Figure 8. Clinical risk score based on Prostaglandin D2 enzyme and sensor genes. (A) Forest plot showing hazard ratios (HR) from the univariate Cox proportional hazards model, illustrating the association between individual variables and overall survival. HR values with 95% confidence intervals are shown, and statistically significant results are marked. (B) Kaplan–Meier survival curves for patients according to single gene expression (TCGA LUAD dataset). (C) Multivariate Cox proportional hazards model. Arrowhead is used to show that the lines extending from the box have reached the limits of the plot area. (D) Kaplan–Meier survival curves for patients according to Cox risk score (TCGA LUAD dataset). (E) Time-dependent ROC Curves at 1-year, 3-year, and 5-year Time Points. (F) Correlation between the risk score and all scores shown in Figures 7B–D. (G) ROC Curve of Risk Score for Classifying Hot and Cold Tumors. The AUC values are labeled separately for each dataset. (H) Heatmap of differential drug sensitivity across three datasets based on GDSC2 (198 drugs). The drugs were selected using the Wilcoxon test (p < 0.05) between high and low-risk groups based on Kaplan-Meier survival analysis.

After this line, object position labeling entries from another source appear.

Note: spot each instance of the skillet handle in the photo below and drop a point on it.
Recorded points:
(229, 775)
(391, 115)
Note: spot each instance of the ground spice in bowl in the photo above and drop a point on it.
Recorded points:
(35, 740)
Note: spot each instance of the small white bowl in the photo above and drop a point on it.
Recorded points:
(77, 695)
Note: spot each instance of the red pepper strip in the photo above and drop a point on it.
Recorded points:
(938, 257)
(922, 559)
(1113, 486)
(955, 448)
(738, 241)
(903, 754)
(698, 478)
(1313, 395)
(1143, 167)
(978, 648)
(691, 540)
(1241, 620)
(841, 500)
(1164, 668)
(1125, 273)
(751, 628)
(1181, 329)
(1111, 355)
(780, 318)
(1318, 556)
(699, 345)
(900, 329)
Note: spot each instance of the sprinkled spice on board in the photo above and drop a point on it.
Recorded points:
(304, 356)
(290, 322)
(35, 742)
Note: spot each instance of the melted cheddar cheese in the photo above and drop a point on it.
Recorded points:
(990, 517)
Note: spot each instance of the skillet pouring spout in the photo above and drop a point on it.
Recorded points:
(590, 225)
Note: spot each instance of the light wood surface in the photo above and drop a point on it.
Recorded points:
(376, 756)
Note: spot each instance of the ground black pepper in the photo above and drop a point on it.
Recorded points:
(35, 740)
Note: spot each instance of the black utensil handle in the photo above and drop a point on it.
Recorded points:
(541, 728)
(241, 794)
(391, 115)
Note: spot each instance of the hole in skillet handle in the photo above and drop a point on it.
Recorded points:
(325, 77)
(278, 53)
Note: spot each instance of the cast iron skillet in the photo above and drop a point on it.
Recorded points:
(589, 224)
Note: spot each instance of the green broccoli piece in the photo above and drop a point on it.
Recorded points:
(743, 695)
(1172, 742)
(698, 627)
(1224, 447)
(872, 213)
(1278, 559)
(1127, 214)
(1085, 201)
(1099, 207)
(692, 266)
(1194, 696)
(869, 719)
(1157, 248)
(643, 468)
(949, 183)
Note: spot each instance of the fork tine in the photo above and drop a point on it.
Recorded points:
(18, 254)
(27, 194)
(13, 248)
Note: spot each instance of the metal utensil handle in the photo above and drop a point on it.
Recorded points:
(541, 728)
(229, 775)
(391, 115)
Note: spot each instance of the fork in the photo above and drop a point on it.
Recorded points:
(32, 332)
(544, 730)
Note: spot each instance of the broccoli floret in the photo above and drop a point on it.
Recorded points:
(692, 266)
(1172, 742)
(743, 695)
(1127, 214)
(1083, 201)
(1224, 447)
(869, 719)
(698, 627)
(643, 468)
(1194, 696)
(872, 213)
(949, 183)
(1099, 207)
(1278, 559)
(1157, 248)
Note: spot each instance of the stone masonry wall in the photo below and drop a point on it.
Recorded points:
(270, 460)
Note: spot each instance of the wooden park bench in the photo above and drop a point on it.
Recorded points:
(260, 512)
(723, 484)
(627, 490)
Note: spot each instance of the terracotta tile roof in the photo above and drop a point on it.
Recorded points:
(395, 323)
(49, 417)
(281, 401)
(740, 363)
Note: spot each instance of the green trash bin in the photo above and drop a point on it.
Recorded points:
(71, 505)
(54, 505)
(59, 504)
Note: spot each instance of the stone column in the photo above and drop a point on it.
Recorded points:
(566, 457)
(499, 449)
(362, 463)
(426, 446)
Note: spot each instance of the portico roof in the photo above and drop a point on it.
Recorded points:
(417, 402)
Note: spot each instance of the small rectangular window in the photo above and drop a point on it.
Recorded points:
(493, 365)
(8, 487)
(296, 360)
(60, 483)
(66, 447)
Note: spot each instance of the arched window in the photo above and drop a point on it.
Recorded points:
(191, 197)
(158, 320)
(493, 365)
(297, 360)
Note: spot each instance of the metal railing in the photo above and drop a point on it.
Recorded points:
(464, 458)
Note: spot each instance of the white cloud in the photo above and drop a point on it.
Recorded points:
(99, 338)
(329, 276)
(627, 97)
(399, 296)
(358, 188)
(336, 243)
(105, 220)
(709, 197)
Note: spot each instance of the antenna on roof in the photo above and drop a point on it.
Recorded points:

We evaluated the correlation between the risk score, Hot score, and immune infiltration scores (e.g., ImmuneScore) in all cohorts (Figure 8F). Spearman correlation analysis revealed significant negative correlations between the risk score and immune infiltration scores, suggesting a potential link between higher risk and lower immune cell infiltration. Additionally, the risk score showed a significant positive correlation with TumorPurity, further supporting the association between immune response and tumor microenvironment. As expected, the ROC curves also demonstrated the ability of this model to differentiate between hot and cold tumors (Figure 8G). These findings align with the above results (Figures 7B–D), suggesting that genes involved in the PGD2 signaling axis exhibit protective factor properties and are positive correlated with immune infiltration.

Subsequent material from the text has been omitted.